I am lucky and have been able to keep up with the weekly assignments and homework but I understand that is not a reality all the time. I have compiled a list of things that I plan to do this coming week in preparation for my catalogue entry and thought that I would share it as a blogpost in case anyone was looking for a starting point.
#1 – Go through the weekly plans on our class website here: https://medievalbook.gitbook.io/digitizing-medieval-archives/
While this does not give you all of the answers you will need in regards to your particular manuscript, it helped me to compile a list of important topics to cover. These topics include writing supports, paleography, abbreviations, codicology, and others. Making this list also helped to refresh my memory on some of our class discussions and reminded me of some important details that should be included in my catalogue entry.
#2 -Consult your in class notes
In this class I opted to hand write my notes and did not end up typing them out afterwards (something I always convince myself I will do every semester, yet never gets done). Every time we would discuss a topic relevant to my manuscript I would write it down in my notebook. This left me with a lot of very useful notes and ideas that I would lose completely if I do not go through my notes.
#3 – Consult in class handouts
A number of times during this semester Marc handed out some very useful reference materials in class that can be very useful to help your catalogue entry. Like handwritten class notes, the important information on these handouts is lost if you do not take the time to go over them again.
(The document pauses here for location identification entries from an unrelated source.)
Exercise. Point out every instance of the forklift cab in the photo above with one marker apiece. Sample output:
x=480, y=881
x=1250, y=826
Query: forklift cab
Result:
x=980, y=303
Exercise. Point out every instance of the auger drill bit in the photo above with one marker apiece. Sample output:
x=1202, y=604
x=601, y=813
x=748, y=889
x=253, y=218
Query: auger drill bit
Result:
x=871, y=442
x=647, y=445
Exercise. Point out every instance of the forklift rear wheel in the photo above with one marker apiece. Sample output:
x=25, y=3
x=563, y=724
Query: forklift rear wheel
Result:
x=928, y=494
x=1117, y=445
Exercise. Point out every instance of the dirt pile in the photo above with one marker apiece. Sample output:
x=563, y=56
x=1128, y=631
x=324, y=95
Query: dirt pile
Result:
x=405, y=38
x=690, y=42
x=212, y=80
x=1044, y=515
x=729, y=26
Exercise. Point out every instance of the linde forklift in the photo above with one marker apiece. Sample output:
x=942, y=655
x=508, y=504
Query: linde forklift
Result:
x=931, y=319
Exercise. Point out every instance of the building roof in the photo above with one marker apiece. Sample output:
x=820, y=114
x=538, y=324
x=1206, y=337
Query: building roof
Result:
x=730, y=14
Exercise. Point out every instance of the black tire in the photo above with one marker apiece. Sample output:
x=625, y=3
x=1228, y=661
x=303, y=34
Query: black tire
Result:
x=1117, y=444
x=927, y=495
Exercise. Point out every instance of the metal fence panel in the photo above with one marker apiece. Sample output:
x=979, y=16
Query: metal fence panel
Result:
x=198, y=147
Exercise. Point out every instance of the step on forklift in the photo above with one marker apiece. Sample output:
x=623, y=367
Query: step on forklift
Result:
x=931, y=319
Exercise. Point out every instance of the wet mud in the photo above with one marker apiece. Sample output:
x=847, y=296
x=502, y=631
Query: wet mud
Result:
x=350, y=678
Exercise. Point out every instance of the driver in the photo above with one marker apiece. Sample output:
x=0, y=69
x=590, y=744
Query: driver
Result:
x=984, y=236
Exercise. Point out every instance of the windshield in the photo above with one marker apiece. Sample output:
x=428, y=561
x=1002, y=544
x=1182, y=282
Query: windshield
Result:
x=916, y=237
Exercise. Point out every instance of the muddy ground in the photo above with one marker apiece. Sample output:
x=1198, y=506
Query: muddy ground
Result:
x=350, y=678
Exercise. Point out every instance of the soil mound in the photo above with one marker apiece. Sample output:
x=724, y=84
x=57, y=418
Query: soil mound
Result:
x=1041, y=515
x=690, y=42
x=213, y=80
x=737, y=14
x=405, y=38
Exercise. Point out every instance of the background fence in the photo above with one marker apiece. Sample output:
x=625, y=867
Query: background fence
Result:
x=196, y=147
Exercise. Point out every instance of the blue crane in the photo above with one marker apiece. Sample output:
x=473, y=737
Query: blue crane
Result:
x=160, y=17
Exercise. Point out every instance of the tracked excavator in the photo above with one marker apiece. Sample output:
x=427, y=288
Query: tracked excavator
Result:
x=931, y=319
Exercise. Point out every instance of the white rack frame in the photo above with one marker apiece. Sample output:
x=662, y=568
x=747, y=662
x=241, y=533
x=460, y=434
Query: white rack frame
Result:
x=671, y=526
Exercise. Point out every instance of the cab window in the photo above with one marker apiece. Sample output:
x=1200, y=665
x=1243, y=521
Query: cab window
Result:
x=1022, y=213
#4 – Skim over your textbook/readings one more time
We were assigned these readings because they are helpful and relevant to the topics required for our cataloguing. Skimming over them again may allow you to discover little details you forgot but can be added to your entry.
#5 – Browse various cataloguing databases
It is sometimes useful to view other databases to compare handwriting, or search for clues on your manuscripts provenience. In addition to these, catalogue entries found in databases can help to give you a clearer idea on what to include in your own work.
I hope some of this has been helpful! See you all in class.